When the contents of a storage unit are sold at auction for nonpayment of rent, the defendant loses his reasonable expectation of privacy in the unit. State v. Coopman, 2015-Ohio-457, 2015 Ohio App. LEXIS 414 (6th Dist. February 6, 2015):
[*18] The state argues that any reasonable expectation of privacy was lost once the public auction began and the auctioneer removed appellee’s lock from the storage unit and opened the unit to public view for auction and upon sale of the storage unit contents to Carr.

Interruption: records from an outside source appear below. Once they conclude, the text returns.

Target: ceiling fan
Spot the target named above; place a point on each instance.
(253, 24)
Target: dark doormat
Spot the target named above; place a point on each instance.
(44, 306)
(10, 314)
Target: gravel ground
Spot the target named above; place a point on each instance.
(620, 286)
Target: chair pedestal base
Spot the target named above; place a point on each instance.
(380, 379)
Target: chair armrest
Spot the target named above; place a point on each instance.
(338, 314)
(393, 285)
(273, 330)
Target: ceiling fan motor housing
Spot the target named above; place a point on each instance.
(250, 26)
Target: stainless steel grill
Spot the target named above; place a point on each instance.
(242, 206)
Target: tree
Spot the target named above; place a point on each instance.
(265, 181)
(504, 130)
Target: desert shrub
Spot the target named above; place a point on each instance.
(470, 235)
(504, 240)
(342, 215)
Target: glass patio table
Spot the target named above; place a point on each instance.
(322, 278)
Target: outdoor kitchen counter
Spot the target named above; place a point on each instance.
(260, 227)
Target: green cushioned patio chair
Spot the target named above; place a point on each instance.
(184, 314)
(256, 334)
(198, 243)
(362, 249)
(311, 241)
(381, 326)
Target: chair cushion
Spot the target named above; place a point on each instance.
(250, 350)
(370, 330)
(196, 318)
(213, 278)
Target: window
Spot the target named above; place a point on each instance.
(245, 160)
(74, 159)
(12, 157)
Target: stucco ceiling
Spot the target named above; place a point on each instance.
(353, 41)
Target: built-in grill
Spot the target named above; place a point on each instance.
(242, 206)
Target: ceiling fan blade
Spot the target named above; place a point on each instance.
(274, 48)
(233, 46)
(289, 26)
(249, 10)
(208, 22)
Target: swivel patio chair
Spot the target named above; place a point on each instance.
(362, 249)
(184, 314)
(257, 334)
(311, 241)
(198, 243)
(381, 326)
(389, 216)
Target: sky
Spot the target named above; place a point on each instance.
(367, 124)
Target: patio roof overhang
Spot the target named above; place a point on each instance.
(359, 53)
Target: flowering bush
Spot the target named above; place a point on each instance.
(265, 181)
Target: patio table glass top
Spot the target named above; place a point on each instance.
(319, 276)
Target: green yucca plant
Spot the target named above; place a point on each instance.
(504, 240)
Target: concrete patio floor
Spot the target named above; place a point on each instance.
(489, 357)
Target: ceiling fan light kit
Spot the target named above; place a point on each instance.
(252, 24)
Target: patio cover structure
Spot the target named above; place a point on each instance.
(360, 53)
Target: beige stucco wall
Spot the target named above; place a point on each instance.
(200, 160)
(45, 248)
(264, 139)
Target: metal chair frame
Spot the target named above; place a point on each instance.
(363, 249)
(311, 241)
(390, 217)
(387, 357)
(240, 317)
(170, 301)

[*19] The state cited United States v. Lnu, 544 F.3d 361 (1st Cir.2008); United States v. Melucci, 888 F.2d 200 (1st Cir.1989); United State v. Reyes, 908 F.2d 282 (8th Cir.1990); and United States v. Abiodun, S.D.N.Y. No. 04 CR. 1316(DC), 2005 WL 3117305 (Nov. 22, 2005), in support of its argument. In Lnu, the U.S. Court of Appeals for the First Circuit held that a defendant did not have a reasonable expectation of privacy in a storage locker. The court considered that the defendant had failed to pay rent for several months, that by statute a storage facility operator was permitted to impose a lien on contents of a storage space where the lessee defaults on rent, and that by state statute and under the rental agreement the storage facility operator was permitted to deny the lessee access to leased space where the occupant is in default for a period of five or more days. Lnu at 366. The court held “In light of the limitations on the defendant’s right to control access to the storage locker, it is clear that defendant’s reasonable expectation of privacy did not continue up until the time (sic) the lien sale.” Id. at 367.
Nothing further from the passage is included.